The Peer Content Caching and Retrieval: Retrieval Protocol is used by peers to query and retrieve content of interest on a Peer to Peer network. This protocol is used within the Peer Content Caching & Retrieval service framework. The Retrieval Protocol is an HTTP-based protocol used to retrieve content (specified using the Peer Content Caching & Retrieval Content: Identification data structure) from given peers.

The Retrieval Protocol defines four protocol message exchanges: to query the protocol version of the server, to query the server for the availability of certain content (two message exchanges), and to retrieve content from the server. The framework incorporates both the Retrieval Protocol (PCCRR) and the Discovery Protocol [MS-PCCRD] together to enable a client to discover and retrieve content from multiple peers that have the content instead of the original content server.

The Peer Content Caching and Retrieval Framework is based on a peer-to-peer discovery and distribution model, where the peers themselves act as caches from which they serve other requesting peers.
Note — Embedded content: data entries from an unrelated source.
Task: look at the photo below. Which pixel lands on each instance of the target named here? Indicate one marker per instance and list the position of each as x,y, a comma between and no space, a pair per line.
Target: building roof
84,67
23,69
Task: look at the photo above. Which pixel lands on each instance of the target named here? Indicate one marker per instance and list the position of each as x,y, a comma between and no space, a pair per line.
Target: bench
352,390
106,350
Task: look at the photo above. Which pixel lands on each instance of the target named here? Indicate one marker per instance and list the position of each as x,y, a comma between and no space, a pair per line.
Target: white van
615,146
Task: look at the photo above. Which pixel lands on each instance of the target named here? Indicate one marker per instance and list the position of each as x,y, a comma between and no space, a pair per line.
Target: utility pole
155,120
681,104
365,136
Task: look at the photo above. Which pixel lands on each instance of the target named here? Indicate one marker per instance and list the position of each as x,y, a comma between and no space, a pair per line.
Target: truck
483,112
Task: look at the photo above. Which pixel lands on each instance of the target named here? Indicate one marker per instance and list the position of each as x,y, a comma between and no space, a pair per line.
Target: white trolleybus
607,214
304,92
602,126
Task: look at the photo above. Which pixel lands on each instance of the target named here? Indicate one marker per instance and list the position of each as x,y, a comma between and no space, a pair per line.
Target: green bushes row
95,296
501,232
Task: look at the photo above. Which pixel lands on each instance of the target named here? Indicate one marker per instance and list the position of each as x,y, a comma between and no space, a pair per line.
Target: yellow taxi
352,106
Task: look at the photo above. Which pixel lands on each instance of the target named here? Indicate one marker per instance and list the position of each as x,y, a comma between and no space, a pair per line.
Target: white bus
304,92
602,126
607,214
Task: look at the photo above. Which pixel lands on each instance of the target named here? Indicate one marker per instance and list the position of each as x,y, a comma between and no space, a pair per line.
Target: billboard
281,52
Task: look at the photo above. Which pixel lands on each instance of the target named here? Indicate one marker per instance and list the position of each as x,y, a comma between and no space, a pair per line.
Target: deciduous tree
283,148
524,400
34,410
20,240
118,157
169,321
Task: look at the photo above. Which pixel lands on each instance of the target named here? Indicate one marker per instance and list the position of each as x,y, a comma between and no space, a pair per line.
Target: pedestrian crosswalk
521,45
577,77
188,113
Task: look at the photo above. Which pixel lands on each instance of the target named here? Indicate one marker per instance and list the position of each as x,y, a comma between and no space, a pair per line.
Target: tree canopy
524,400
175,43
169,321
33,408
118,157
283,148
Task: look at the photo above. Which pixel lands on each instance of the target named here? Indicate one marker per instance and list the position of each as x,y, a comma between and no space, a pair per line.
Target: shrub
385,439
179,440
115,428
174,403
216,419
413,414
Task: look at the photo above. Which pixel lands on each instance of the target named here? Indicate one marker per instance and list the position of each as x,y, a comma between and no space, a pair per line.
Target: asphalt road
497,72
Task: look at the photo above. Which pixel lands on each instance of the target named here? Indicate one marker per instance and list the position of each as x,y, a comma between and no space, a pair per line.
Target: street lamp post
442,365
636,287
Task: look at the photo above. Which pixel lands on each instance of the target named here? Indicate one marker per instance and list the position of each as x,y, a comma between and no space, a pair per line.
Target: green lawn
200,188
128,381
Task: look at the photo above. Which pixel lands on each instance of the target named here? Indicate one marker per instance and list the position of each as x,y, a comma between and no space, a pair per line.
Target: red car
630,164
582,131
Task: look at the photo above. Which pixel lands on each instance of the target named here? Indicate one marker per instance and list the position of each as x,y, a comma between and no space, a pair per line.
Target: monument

The framework also supports the mode of using pre-provisioned hosted caches in place of peer-based caching. The framework is designed to reduce bandwidth consumption on branch-office wide-area-network (WAN) links by having clients retrieve content from distributed caches, when distributed caches are available, rather than from the content servers, which are often located remotely from branch offices over the WAN links. The main benefit of the framework is to reduce operation costs by reducing WAN link utilization, while providing faster downloads from the local area networks (LANs) in the branch offices.

Sections 1.5, 1.8, 1.9, 2, and 3 of this specification are normative. All other sections and examples in this specification are informative.